Le football (futebol)
C'est la deuxième religion du pays. Son omniprésence sur les écrans
de télé de la moindre gargote hypnotise un public de passionnés. La vedette historique du pays s'appelle Eusébio.
Toujours très populaire, le Ballon d'or 1965 s'est furieusement «
zidanisé » et soutient aujourd'hui les bonnes causes humanitaires, y
compris les banques, les organismes de crédit et autres marchands de
bien-être.
La star du moment se nomme Cristiano Ronaldo, racheté par le Real Madrid à Manchester United, en juillet 2009. L'autre vedette du football portugais, l'entraîneur José Mourinho, vient de le rejoindre dans le club espagnol. Il est l'un des coaches les mieux payés du monde.

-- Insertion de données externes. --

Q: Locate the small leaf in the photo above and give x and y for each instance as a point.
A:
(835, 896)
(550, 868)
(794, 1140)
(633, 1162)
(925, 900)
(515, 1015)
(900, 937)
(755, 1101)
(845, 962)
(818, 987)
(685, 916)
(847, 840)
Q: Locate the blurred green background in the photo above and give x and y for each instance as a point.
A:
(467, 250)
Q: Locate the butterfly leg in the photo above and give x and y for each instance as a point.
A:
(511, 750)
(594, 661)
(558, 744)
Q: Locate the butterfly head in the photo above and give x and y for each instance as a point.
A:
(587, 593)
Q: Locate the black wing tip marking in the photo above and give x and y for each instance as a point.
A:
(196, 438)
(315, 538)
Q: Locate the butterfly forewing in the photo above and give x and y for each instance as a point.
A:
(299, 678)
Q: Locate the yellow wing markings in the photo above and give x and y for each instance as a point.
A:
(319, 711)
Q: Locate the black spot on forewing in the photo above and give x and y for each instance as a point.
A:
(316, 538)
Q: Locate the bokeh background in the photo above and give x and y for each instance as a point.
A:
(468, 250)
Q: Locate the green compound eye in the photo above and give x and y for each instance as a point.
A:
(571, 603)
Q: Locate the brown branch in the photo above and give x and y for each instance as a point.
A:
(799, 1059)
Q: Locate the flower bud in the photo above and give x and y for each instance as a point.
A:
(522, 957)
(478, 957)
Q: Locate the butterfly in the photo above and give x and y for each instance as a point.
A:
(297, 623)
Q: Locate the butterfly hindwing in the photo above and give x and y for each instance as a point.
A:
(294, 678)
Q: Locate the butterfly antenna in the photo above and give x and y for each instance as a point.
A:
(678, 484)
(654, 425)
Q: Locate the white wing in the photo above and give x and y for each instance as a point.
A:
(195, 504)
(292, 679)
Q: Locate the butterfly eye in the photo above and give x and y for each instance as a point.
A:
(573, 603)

Les sócios ou supporters-actionnaires se comptent par dizaines de milliers. Leurs cotisations enrichissent surtout les trois principaux clubs : à Lisbonne, Benfica (qui joue au légendaire Estádio da Luz), et le Sporting Club do Portugal, et à Porto, le FC local.
En
2004, la grande fierté des Portugais a été d'accueillir le championnat
d'Europe des Nations suivi par un milliard de téléspectateurs. Pour
cette occasion, cinq stades ont été entièrement rénovés à Lisbonne, Porto
et Guimarães, et cinq autres ont été construits dans des villes de taille
moyenne comme Aveiro, Braga, Coimbra, Faro et Leiria. Coût total des
dépenses en travaux de rénovation et création d'infrastructures : 800
millions d'euros ! Un effort titanesque.
Néanmoins, l'argent investi en valait la chandelle :
liesse populaire, succès commercial et sportif pour les Portugais
arrivés en finale face aux Grecs. En 2006, le Portugal peut se targuer
d'avoir atteint la demi-finale de la Coupe du monde en Allemagne,
perdue contre la France. L'Afrique du Sud, en 2010, ne les aura pas vu réitérer cet exploit, mais d'autres ont fait bien pire !
Les parcs
Le Portugal recèle quelques endroits charmants et préservés pour vos balades ; c’est un pays très montagneux.
Le Nord est sans doute la région la plus riche pour une découverte « nature » du pays. Il existe un unique parc national, le parque de Peneda-Gerês, dans la région du Minho, avec des sentiers de promenade très ludiques. On trouve également des parcs naturels du côté de Bragança, de Vila Real et dans la serra da Estrela, la chaîne de montagnes la plus élevée du pays.
Pas loin de Lisbonne, près de Sintra et d’Arrabida, presque au bord de l’eau, à vous jolies falaises et garrigues !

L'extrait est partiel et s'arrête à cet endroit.